A força divina que o homem não pode tocar desceu, envolveu-Se num corpo palpável, para que os pobres Lhe tocassem, e, tocando a humanidade de Cristo, percebessem a Sua divindade. Através de dedos de carne, o surdo-mudo sentiu que lhe tocavam nas orelhas e na língua. Através de dedos palpáveis, percebeu a divindade intocável, quando o nó da sua língua foi quebrado e as portas fechadas das suas orelhas foram abertas. Porque o arquitecto e o artesão do corpo veio até ele e, com uma palavra suave, criou sem dor aberturas nas orelhas surdas; então, também a boca fechada, até então incapaz de dar vida à palavra, proclamou ao mundo o louvor d'Aquele que desta forma deu fruto à sua esterilidade.

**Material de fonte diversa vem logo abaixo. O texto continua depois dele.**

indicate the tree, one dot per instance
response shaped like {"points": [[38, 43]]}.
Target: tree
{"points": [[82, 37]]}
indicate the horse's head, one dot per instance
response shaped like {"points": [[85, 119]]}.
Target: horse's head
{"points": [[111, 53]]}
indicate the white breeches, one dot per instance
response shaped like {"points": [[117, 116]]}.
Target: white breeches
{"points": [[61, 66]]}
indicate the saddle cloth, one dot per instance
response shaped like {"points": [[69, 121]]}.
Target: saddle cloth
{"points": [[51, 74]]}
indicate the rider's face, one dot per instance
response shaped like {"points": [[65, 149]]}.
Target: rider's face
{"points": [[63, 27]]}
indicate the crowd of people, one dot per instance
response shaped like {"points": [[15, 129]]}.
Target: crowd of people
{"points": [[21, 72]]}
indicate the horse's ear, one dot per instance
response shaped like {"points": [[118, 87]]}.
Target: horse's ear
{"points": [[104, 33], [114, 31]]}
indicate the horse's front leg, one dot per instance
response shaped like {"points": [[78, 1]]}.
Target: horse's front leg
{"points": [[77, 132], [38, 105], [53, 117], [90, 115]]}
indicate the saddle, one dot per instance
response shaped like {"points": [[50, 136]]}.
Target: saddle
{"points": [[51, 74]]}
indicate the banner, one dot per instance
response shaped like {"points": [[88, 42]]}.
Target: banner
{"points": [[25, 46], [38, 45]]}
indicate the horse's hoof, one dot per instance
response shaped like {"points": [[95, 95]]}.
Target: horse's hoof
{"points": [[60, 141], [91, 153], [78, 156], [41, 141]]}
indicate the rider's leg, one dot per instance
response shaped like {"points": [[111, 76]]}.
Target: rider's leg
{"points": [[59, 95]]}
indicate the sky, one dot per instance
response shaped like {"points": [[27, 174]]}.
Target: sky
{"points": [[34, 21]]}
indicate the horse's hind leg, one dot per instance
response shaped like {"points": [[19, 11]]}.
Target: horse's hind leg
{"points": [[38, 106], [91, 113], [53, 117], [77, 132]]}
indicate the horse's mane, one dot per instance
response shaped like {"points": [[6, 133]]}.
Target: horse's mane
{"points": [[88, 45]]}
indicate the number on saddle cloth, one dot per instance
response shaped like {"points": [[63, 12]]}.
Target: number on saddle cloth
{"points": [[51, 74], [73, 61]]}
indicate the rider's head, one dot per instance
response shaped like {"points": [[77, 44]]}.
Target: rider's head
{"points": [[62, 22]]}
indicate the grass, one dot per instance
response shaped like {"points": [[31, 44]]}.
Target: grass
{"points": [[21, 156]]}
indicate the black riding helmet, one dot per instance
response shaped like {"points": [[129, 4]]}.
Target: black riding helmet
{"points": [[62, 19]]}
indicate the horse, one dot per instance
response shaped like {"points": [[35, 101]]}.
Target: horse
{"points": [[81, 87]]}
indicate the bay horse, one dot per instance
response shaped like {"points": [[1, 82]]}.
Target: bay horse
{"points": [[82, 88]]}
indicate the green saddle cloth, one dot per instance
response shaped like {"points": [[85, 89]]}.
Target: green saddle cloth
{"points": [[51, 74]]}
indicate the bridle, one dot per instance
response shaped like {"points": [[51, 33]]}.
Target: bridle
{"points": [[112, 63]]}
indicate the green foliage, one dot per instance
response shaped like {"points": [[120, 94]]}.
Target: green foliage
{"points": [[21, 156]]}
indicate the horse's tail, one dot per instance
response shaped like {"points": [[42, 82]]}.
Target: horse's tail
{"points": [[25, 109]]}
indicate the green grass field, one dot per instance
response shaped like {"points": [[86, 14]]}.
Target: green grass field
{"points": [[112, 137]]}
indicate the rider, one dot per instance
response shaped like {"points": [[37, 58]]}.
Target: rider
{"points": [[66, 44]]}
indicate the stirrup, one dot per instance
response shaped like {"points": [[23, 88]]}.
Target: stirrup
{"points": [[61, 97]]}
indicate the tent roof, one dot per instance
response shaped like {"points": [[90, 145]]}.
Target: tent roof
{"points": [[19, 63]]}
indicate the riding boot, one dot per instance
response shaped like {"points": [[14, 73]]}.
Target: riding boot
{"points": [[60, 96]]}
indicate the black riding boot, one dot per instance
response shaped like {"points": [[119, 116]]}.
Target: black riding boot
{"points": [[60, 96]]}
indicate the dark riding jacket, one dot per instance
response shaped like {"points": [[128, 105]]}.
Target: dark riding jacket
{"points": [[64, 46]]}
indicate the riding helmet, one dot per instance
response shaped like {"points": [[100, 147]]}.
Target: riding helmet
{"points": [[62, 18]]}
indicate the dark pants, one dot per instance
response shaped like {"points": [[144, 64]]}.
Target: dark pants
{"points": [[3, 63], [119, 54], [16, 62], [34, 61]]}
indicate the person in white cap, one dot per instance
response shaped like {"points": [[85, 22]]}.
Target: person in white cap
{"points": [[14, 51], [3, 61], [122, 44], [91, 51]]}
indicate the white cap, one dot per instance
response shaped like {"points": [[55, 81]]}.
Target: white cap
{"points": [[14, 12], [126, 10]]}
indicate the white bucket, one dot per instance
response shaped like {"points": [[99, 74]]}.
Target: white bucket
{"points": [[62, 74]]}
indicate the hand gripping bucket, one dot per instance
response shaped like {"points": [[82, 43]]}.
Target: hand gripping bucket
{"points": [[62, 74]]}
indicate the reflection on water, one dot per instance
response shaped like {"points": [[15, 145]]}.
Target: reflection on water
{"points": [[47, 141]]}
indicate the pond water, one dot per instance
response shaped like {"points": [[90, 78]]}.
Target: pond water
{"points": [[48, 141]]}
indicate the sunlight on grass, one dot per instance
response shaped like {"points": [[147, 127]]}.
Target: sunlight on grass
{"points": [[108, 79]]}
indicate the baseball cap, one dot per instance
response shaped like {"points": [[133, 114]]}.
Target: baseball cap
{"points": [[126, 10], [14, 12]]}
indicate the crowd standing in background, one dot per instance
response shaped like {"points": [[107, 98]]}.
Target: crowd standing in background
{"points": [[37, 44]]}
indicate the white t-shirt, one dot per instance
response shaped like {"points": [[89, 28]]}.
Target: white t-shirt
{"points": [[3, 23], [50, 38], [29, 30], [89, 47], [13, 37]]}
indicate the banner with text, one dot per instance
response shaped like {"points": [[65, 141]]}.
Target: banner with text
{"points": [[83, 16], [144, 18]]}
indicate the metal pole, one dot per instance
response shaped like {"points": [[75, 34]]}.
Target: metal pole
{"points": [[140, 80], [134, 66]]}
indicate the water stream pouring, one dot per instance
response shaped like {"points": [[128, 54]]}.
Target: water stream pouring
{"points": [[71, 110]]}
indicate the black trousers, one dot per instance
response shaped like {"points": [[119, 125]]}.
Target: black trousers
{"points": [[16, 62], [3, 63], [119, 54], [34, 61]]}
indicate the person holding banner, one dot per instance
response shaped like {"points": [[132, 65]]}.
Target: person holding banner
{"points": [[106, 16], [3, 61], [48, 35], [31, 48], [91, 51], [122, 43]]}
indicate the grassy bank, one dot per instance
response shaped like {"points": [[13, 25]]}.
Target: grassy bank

Do mesmo modo, o Senhor fez lama com a Sua saliva e ungiu os olhos do cego de nascença (Jo 9, 6), para nos fazer compreender que lhe faltava algo, como ao surdo-mudo. Uma imperfeição inata da nossa dimensão humana foi suprimida graças ao fermento que vem do Seu corpo perfeito. [...] Para colmatar o que faltava a estes corpos humanos, deu algo de Si mesmo, da mesma maneira que Se dá a comer [na Eucaristia]. É por este meio que faz desaparecer os defeitos e reanima os mortos, para que possamos reconhecer que, graças ao Seu corpo “onde habita toda a plenitude da divindade” (Cl 2, 9), os defeitos da nossa humanidade são ultrapassados e a verdadeira vida é dada aos mortais por este corpo onde habita a verdadeira vida.